Additional Helm Configuration

Limit Registry Accounts to Scan

Optionally, limit the scoped registry accounts using the allowListMemberAccountIDs Helm chart attribute. This approach is preferred for initial testing, when the ORGANIZATION_MEMBER_ACCOUNTS_ROLE_NAME may be provisioned only on select accounts and having the scanner check the rest of the member accounts in the organization would generate noisy error messages.

Set the attributes:

--set config.aws.allowListMemberAccountIDs[0]='<ORG_MEMBER_ACCOUNT_ID_1>' \
--set config.aws.allowListMemberAccountIDs[1]='<ORG_MEMBER_ACCOUNT_ID_2>' \

Limitations

Harbor

To run the scanner in Harbor, you must have the registry URL and the user credentials with the Administrator profile.

$ helm upgrade --install registry-scanner sysdig/registry-scanner --version=1 \
--set config.secureBaseURL=<SYSDIG_SECURE_URL> \
--set config.secureAPIToken=<SYSDIG_SECURE_API_TOKEN> \
--set config.registryType=harbor \
--set config.registryURL=<HARBOR_REGISTRY_URL> \
--set config.registryUser=<HARBOR_USER> \
--set config.registryPassword=<HARBOR_PASSWORD>
  • <HARBOR_USER> \ <HARBOR_PASSWORD>: User credentials with Administrator flag activated (Project Admin role is not currently supported)
  • <HARBOR_REGISTRY_URL>: Harbor registry URL
    e.g., core.harbor.domain

Quay.io

To run the scanner in your Quay.io repository, you need the user and password with admin permissions.

$ helm upgrade --install registry-scanner sysdig/registry-scanner --version=1 \
--set config.secureBaseURL=<SYSDIG_SECURE_URL> \
--set config.secureAPIToken=<SYSDIG_SECURE_API_TOKEN> \
--set config.registryType=quay \
--set config.registryURL=quay.io \
--set config.registryUser=<QUAY_USER> \
--set config.registryPassword=<QUAY_PASSWORD>
  • <QUAY_USER>: CLI user for Quay.io.
  • <QUAY_PASSWORD>: CLI password for Quay.io. It must be generated through the account settings.

IBM Container Registry

To run the scanner in IBM Container Registry (ICR), you must have the URL, an API key, and the account ID of the registry.
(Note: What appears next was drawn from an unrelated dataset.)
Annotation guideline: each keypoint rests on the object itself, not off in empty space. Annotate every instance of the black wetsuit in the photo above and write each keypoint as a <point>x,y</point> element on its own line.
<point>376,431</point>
$ helm upgrade --install registry-scanner sysdig/registry-scanner --version=1 \
--set config.secureBaseURL=<SYSDIG_SECURE_URL> \
--set config.secureAPIToken=<SYSDIG_SECURE_API_TOKEN> \
--set config.registryType=icr \
--set config.registryURL=<ICR_REGISTRY_URL> \
--set config.registryUser=iamapikey \
--set config.registryPassword=<ICR_APIKEY> \
--set config.registryAccountId=<ICR_ACCOUNT_ID>
  • <ICR_REGISTRY_URL>: The ICR registry URL.
    For example, https://us.icr.io
  • <ICR_ACCOUNT_ID>: The ICR account ID where the registry is located.

Azure Container Registry

Use one of the following installation options, depending on the credential format used:

Authentication Using Registry Token

To run the scanner in Azure Container Registry (ACR) using a registry token, you must have a token with _repositories_admin scope map to read the full registry.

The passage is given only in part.